At a broader level, the review of the planning system needs to pay particular attention to new developments which even in places like Cambridge often work to depress the cycle rate due to poor planning, design and implementation. Reference should be made to the Making Space For Cycling publication. 

Safety and Perceptions of Safety

This section of the Plan that has the least amount of detail, which is alarming because the plan itself notes the plentiful evidence that safety, and perceptions of safety, are one of the main barriers to cycling in Britain. There is no single clear commitment in this section to design or infrastructure as a solution; there is no understanding of sustainable safety as practised in the Netherlands; and only training is mentioned here as a measure to deal with safety and perceived safety.

Annex A lists cycle training, 'behaviour change projects' that promote cycling as normal, e-bikes, and road justice measures as 'Actions' to address safety and perceptions of safety, completely ignoring, it seems, the essential role of road and street design in creating safe environments that also feel safe. 

Earlier this year, the Embassy gave evidence - both verbal and written - to the Transport Select Committee's inquiry into cycling safety. The DfT response to that inquiry was dismissive, particularly on the urgent need for safer road design - again, pointing to localism, which we suggest is not an adequate response when local authorities are too often constrained by national guidance. 

We would also point out that, unlike the efforts being made in the devolved parts of the UK (especially in London and Wales), England has chosen not to utilise any rigorous approach that might seek to assess the dangers of a particular road, junction or route - for instance, TfL's Cycling Level of Service and Junction Assessment Tools, or the Welsh Active Travel Guidance's Cycle Route Audit Tool.

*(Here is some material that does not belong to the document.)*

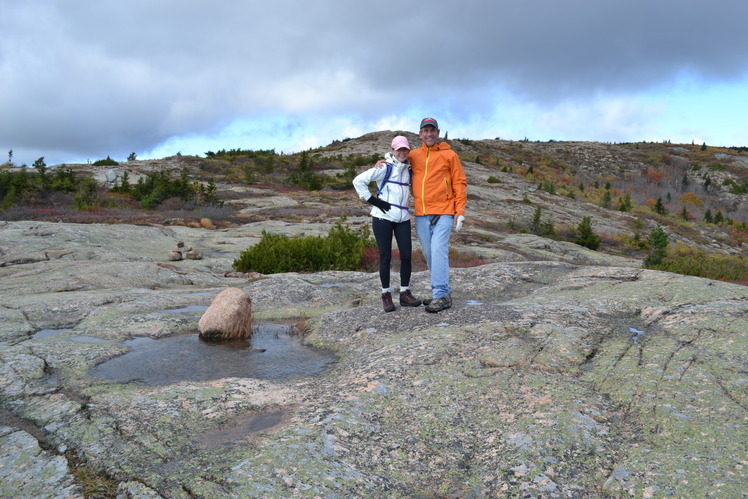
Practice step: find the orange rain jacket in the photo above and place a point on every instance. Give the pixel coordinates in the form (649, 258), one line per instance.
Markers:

It would appear likely the English approach will continue to involve addressing junctions on the basis of collision statistics - similar to that seen in the funding announced after the initial Times campaign. However a truly transformative approach needs to learn lessons both from abroad and within the UK - as seen, for instance, in mini-Holland work in London, where designs which may not have notable collision statistics, but which are so subjectively unsafe that they depress cycling rates, are being changed.

Annex B

In this Annex, the DfT invites 'expressions of interest from local authorities who would be interested in setting a long term ambition for walking and cycling in their area'. 

The intention here is to create security of funding for those local authorities that show ambition, and are willing to engage with the DfT. However, we have a number of concerns -

  • there remains the potential for local authorities to continue to waste money on schemes of limited value, due to the lack of clear guidance on how to properly design for cycling at places which present the biggest barriers to cycling uptake.
  • the process by which the expressions of interest are assessed by the DfT for quality is not clear. We would like to know the criteria by which the DfT is making its decisions. 
  • many authorities will simply not be interested, or will not have the staff available to work on funding applications for cycle infrastructure. Cycling in these areas is, effectively, being abandoned.